La presencia de Arenas en Miami, a través del éxodo del Mariel, lo había empujado a percibir los contrastes temporales entre Estados Unidos y Cuba. Basta la llegada de la hora de repartir la comida entre los refugiados acampados en el Orange Bowl para que estos retrocedan a su punto de partida que es a su vez otro tiempo porque
Veinte años bajo la urgencia de la sobrevida, bajo la inseguridad de mantener esa sobrevida, bajo la desconfianza, el escepticismo o la mera burla, ante cualquier promesa que implique asegurarnos la sobrevida, no se olvidan así como así. Por eso, ellos siguen en otro tiempo, —allá—, ahora, llenando jabas de perros calientes y escondiéndolas debajo de la cama (Ibid.299).
Llegado a “tierras de libertad” el tiempo de la isla —el del castrismo todo— se convierte inmediatamente en pasado. Ese pasado es, sin embargo, posterior a otro al que se aferra Miami, el tiempo paradisiaco de la memoria y la nostalgia que se activa en el momento en que la cantante Olga Guillot extiende su voz como una manta sobre los refugiados del Orange Bowl. “Esa voz intentando reconstruir un tiempo, sosteniendo un tiempo, una época, una ciudad, unas noches, una ilusión, que ya sólo existe en el timbre que la emite y en los emocionados que escuchan, existe” (Ibid.300). Es por eso que Miami, a diferencia de Nueva York, es una ciudad heroica porque en ella habita “un pueblo entero” dedicado “a la terca, minuciosa y heroica tarea de reinventar un país” que es lo mismo que reinventar un tiempo que no existe, que sólo existió alguna vez en sus mentes, en sus deseos.

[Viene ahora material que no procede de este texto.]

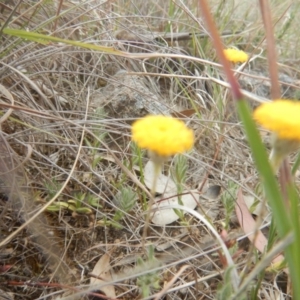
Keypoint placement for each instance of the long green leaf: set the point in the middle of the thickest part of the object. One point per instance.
(45, 39)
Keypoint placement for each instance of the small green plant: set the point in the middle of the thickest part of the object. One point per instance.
(125, 200)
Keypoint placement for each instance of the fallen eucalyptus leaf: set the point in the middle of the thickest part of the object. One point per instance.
(102, 271)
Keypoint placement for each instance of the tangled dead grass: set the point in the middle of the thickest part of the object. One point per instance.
(67, 141)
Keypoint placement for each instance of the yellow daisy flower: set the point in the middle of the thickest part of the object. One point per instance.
(236, 56)
(164, 136)
(282, 117)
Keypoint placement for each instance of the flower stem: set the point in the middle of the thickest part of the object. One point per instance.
(157, 169)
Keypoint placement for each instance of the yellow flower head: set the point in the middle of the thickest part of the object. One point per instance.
(235, 55)
(165, 136)
(280, 116)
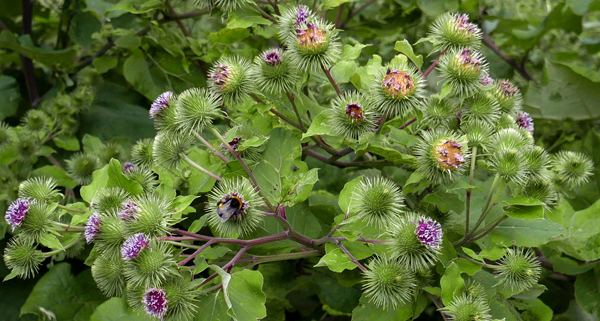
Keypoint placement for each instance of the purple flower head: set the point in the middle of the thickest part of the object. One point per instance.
(128, 167)
(354, 111)
(463, 24)
(467, 58)
(525, 121)
(92, 227)
(130, 209)
(507, 88)
(220, 74)
(272, 57)
(486, 80)
(429, 232)
(17, 210)
(303, 13)
(155, 302)
(160, 103)
(133, 245)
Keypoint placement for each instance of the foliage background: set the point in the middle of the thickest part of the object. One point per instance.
(142, 48)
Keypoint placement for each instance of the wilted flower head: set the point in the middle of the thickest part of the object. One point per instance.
(128, 167)
(17, 210)
(311, 37)
(525, 121)
(133, 245)
(486, 80)
(449, 154)
(92, 227)
(302, 15)
(220, 74)
(160, 103)
(130, 209)
(398, 83)
(429, 232)
(272, 57)
(155, 302)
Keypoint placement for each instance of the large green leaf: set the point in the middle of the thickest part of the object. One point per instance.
(66, 296)
(566, 94)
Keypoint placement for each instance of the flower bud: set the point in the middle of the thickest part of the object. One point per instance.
(314, 44)
(236, 136)
(379, 201)
(141, 153)
(397, 90)
(81, 167)
(519, 270)
(454, 31)
(388, 283)
(438, 113)
(230, 78)
(109, 199)
(40, 188)
(351, 115)
(198, 108)
(169, 147)
(481, 108)
(442, 156)
(415, 241)
(154, 217)
(508, 96)
(151, 264)
(573, 168)
(463, 69)
(274, 73)
(164, 112)
(22, 258)
(107, 272)
(234, 208)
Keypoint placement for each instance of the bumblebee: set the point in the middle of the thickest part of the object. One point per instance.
(230, 206)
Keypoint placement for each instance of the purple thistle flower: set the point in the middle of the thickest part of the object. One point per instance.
(128, 167)
(17, 210)
(486, 80)
(429, 232)
(155, 302)
(525, 121)
(160, 103)
(133, 245)
(302, 15)
(130, 209)
(91, 227)
(272, 58)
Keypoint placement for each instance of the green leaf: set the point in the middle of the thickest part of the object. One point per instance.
(69, 143)
(242, 20)
(343, 71)
(68, 297)
(212, 307)
(244, 295)
(9, 96)
(351, 52)
(116, 309)
(451, 283)
(445, 201)
(367, 311)
(528, 233)
(405, 48)
(319, 126)
(566, 94)
(587, 290)
(61, 176)
(346, 194)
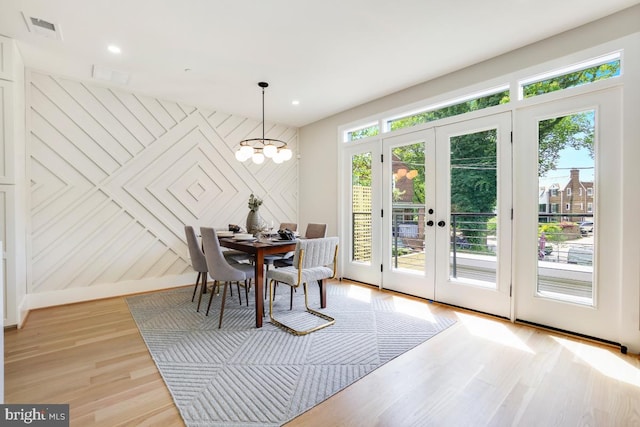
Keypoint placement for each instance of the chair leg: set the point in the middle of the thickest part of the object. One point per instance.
(195, 288)
(265, 282)
(224, 297)
(210, 298)
(203, 288)
(329, 320)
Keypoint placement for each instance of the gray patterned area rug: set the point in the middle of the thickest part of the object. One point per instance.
(243, 376)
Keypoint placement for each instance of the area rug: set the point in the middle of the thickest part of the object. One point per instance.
(240, 375)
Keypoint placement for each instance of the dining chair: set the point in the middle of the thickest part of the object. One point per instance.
(220, 270)
(314, 231)
(314, 260)
(270, 259)
(198, 263)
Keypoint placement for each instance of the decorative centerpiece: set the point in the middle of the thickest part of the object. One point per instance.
(254, 223)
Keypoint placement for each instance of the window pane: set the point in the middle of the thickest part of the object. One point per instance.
(565, 228)
(573, 79)
(474, 231)
(365, 132)
(451, 110)
(408, 186)
(361, 207)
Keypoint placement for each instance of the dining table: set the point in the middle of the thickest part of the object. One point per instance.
(259, 248)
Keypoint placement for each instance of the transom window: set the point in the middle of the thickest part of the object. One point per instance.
(576, 75)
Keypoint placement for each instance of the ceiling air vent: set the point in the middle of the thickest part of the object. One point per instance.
(42, 27)
(113, 76)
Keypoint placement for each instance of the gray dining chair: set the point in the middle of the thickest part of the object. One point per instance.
(314, 260)
(220, 270)
(270, 259)
(314, 231)
(198, 263)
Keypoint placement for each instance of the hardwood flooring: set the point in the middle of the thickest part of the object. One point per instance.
(481, 371)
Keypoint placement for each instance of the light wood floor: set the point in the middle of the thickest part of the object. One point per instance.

Pero el transcurrir del tiempo de los desterrados es también el de la comprobación de su propia anacronía con el tiempo que lo rodea en la nueva tierra donde viven. El perseguidor de futuros en su patria se hace, ante el vértigo de las nuevas velocidades, súbitamente conservador. (Los hay por supuesto quienes se adaptan muy bien a las nuevas tierras con sus tiempos y velocidades respectivas pero se me hace difícil considerarlos como exiliados: para un verdadero exiliado su tiempo estará siempre en otra parte o más bien en ninguna: un exiliado es alguien que no tiene otro remedio que inventarse su propio tiempo). No obstante ese conservadurismo no se debe sólo al efecto del contraste entre su inercia original y el vértigo de una nueva vida ni a su capacidad —disminuida por la sacudida del cambio— de ajustarse a ella. Para alguien que siente el abandono de su tierra como una suerte de íntima traición hay mejor manera de demostrar su lealtad que rechazando las nuevas nociones del tiempo que se le ofrecen al paso.
El recurso que encuentra Martí para justificar ese rechazo es calificar al tiempo neoyorquino de antinatural y decir, por ejemplo, que “el gran corazón de América no puede ser juzgado por la vida desdibujada, la pasión morbosa, los deseos ardientes y angustiosos de la vida neoyorquina. En esta marejada turbulenta no aparecen las corrientes naturales de la vida” (Martí.19.117). Como si el tiempo del lector americano al que se dirige el escritor emergiera directamente de la naturaleza. El tiempo neoyorquino en cambio puede producirle asombro pero nunca empatía como ocurre en su descripción de ese centro de diversión monstruoso para la época que era el balneario de Coney Island. Sumergirse en el tiempo gozoso que le propone la ciudad, lo sabe bien Martí, es disolverse, dejar de ser lo que se es o, aún más, lo que se quiere ser. Como Ulises con las Sirenas debe rechazar su sibilino atractivo para continuar su rumbo de manera que a puro golpe de palabra debe de convertir el moroso tiempo latinoamericano en superioridad espiritual y la velocidad norteamericana en vacío
es fama que una melancólica tristeza se apodera de los hombres de nuestros pueblos hispanoamericanos que allá viven, que se buscan en vano y no se hallan; que por mucho que las primeras impresiones hayan halagado sus sentidos, enamorado sus ojos, deslumbrado y ofuscado su razón, la angustia de la soledad les posee al fin, la nostalgia de un mundo espiritual superior los invade y aflige; se sienten como corderos sin madre y sin pastor, extraviados de su manada; y, salgan o no a los ojos, rompe el espíritu espantado en raudal amarguísimo de lágrimas, porque aquella gran tierra está vacía de espíritu (Martí.1963.126)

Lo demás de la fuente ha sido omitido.